In France, representatives of both left and right-wing parties condemned the attack, and several politicians, including the Prime Minister Jean-Marc Ayrault, called for the dissolution of extreme-right fringe groups. The president of the French nationalist party, the “National Front”, stated that it had no connection with the attackers.
 
A number of memorials were held across France on Thursday night in memory of Clément Méric, notably at Saint-Michel square in Paris.
 
 

“It was thrilling to beat someone up to a pulp; to see them on the ground, unconscious”
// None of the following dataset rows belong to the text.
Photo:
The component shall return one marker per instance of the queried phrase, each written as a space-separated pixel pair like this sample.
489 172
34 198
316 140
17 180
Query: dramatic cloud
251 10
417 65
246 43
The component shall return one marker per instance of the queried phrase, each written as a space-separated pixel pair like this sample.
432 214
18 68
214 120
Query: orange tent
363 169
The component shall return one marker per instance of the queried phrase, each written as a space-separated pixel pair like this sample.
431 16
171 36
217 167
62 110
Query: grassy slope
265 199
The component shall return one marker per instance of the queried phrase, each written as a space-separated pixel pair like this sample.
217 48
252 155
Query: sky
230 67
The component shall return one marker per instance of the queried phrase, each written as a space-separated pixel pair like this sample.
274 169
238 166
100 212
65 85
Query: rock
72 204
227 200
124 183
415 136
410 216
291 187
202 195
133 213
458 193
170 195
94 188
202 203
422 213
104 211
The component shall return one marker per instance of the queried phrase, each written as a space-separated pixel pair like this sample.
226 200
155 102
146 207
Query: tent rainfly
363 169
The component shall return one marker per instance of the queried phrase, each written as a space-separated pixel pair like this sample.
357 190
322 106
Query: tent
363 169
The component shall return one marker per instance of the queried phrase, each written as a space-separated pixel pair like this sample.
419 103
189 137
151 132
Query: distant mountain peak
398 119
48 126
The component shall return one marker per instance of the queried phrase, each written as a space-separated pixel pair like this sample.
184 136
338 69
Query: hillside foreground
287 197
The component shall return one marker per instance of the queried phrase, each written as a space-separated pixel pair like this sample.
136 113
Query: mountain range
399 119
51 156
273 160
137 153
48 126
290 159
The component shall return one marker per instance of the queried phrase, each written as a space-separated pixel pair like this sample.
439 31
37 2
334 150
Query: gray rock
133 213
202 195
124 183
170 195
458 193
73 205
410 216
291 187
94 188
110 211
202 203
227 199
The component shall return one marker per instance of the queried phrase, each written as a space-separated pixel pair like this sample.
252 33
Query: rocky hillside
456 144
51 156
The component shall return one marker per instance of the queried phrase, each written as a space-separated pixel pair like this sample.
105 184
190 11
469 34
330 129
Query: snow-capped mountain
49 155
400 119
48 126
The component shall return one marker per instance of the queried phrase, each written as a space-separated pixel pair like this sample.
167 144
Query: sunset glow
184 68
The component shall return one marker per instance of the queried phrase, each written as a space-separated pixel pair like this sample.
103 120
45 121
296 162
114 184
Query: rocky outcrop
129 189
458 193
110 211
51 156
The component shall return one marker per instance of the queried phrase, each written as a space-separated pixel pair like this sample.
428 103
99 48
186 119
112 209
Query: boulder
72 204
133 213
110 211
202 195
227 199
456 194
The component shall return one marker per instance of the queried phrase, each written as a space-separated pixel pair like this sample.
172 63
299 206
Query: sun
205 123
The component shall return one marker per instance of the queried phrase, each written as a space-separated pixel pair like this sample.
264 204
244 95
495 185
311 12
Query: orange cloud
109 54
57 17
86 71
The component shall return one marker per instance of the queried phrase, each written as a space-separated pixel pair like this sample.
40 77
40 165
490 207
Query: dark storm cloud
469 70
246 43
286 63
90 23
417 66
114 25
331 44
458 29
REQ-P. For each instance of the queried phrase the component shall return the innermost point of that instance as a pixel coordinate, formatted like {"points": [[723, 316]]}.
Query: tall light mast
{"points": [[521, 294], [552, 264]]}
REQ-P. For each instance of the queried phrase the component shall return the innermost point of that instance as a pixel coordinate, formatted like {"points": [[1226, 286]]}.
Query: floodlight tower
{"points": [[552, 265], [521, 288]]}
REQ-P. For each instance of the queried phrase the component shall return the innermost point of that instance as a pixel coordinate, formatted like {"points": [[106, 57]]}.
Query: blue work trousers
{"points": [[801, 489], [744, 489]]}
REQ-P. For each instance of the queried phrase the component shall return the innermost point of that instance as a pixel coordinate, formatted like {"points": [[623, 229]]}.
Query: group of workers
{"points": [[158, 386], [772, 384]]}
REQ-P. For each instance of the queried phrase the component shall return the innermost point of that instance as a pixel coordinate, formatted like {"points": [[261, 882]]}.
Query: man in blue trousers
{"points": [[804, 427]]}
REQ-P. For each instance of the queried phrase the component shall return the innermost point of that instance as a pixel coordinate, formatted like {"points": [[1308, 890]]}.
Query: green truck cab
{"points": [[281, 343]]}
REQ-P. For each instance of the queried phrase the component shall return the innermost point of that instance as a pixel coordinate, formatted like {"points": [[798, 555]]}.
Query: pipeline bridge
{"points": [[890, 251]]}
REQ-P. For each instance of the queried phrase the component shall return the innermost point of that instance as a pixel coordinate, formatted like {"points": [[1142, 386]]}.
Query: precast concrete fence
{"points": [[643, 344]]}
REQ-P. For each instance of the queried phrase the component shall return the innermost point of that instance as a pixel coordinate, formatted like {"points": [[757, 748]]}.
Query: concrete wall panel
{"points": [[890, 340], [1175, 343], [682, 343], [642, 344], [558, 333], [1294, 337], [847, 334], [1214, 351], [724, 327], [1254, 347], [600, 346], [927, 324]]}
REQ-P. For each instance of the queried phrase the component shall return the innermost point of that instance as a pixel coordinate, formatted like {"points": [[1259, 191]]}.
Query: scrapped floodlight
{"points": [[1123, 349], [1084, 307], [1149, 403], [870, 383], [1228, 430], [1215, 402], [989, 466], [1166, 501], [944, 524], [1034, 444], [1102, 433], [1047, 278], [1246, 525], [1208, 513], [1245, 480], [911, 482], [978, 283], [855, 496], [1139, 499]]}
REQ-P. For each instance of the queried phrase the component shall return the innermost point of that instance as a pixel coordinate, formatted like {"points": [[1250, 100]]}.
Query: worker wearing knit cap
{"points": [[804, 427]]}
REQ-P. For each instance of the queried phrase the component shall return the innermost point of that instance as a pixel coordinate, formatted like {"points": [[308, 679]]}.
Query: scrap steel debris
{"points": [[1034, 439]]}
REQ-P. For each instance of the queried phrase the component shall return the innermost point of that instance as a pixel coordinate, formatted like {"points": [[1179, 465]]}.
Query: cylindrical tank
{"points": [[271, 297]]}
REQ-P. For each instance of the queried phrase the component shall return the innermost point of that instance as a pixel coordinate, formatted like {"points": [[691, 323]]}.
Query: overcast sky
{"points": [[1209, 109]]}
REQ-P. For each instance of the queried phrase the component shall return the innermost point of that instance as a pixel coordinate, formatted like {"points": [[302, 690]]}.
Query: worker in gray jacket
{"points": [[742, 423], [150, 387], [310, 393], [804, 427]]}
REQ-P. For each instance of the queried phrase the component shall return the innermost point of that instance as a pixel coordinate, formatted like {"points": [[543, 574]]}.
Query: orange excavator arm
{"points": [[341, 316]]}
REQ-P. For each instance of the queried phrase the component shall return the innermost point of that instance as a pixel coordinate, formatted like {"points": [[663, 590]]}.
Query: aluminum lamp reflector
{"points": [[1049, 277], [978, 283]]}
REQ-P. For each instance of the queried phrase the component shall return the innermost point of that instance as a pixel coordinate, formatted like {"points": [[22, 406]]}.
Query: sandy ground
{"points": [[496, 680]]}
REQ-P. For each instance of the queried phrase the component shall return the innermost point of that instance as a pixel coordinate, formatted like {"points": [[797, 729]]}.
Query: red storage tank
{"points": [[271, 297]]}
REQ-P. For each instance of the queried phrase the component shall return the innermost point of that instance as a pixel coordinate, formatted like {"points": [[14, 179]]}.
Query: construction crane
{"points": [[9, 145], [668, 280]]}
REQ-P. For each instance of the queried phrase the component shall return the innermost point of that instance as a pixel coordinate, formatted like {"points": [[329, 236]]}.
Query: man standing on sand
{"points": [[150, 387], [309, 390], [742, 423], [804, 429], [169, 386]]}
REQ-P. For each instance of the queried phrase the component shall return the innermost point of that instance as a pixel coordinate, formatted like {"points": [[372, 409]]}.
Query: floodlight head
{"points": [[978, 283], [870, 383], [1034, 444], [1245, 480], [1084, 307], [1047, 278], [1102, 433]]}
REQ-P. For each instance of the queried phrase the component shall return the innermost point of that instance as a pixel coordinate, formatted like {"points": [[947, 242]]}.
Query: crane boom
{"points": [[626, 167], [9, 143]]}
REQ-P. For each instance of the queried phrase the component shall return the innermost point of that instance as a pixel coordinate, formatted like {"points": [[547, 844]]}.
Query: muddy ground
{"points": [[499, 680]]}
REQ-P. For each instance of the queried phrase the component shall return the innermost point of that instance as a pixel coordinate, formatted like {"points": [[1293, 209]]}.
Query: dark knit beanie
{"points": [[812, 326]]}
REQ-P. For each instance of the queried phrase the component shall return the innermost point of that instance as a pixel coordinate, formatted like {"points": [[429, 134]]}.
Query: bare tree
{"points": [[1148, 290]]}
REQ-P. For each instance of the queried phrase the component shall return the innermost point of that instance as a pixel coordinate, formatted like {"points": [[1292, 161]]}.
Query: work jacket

William Deligny was a skinhead in the 1980s, before “overdosing on violence” and changing his lifestyle to become a Hindu monk within the Gaudiya Vaishnava Congregation in Saint-Étienne du Rouvray.
 
This attack is just awful, but I can’t say I’m entirely surprised, because violence is the skinhead’s way of life. It is at the root of their beliefs – it is exhibited in the way they dress, in everything they try to convey about themselves.
 
The attack on Clément Méric is fairly typical of the cowardly behaviour of skinheads: they only fight when they know they are in a position of strength. In this case, the two groups were about equal in size, but the skinheads knew that they were far better equipped to fight than the anti-fascism activists. The skinheads are guided by clear rule: they are not allowed to lose. So, they’ll always escalate the violence: if someone resists, they’ll take out weapons, call in back-up, and so on. Attacks always end with the skinheads dispersing and running away, to later meet up somewhere else.
 
“Leftist activists are skinheads’ natural enemies”
 
Ganging up to attack someone is a key aspect of the skinheads’ group mentality. The type of person who joins this movement is very often a distressed, lost person, living at the margin of society, who rejects their family and is looking for something to anchor them. They are deeply frustrated people, who believe their frustration comes not from within but is caused by others. They create enemies to make sense of their own frustrations, which breeds violence. The movement’s leaders reject those who don’t know how to fight, and so violence becomes a way of life. When I was a skinhead, I found it thrilling to beat someone to a pulp; to see them lying on the ground, unconscious.
 
This descent into violence is largely the result of ignorance. About 90% of skinheads don’t know why they hate people different from them, but hate they do. This hate is particularly strong for far-left activists: they are also extremists; they too seek a world where everyone thinks like them. Leftist activists are the skinheads’ natural enemies.
 
This hatred of leftists has only increased over the last two decades. Initially, skinheads weren’t necessarily very political; they were mostly a counter-culture. The movement reacted to the rise of “skinhead hunters” toward the end of the 1980s by latching on to far-right ideas, notably under the guidance of Serge Ayoub.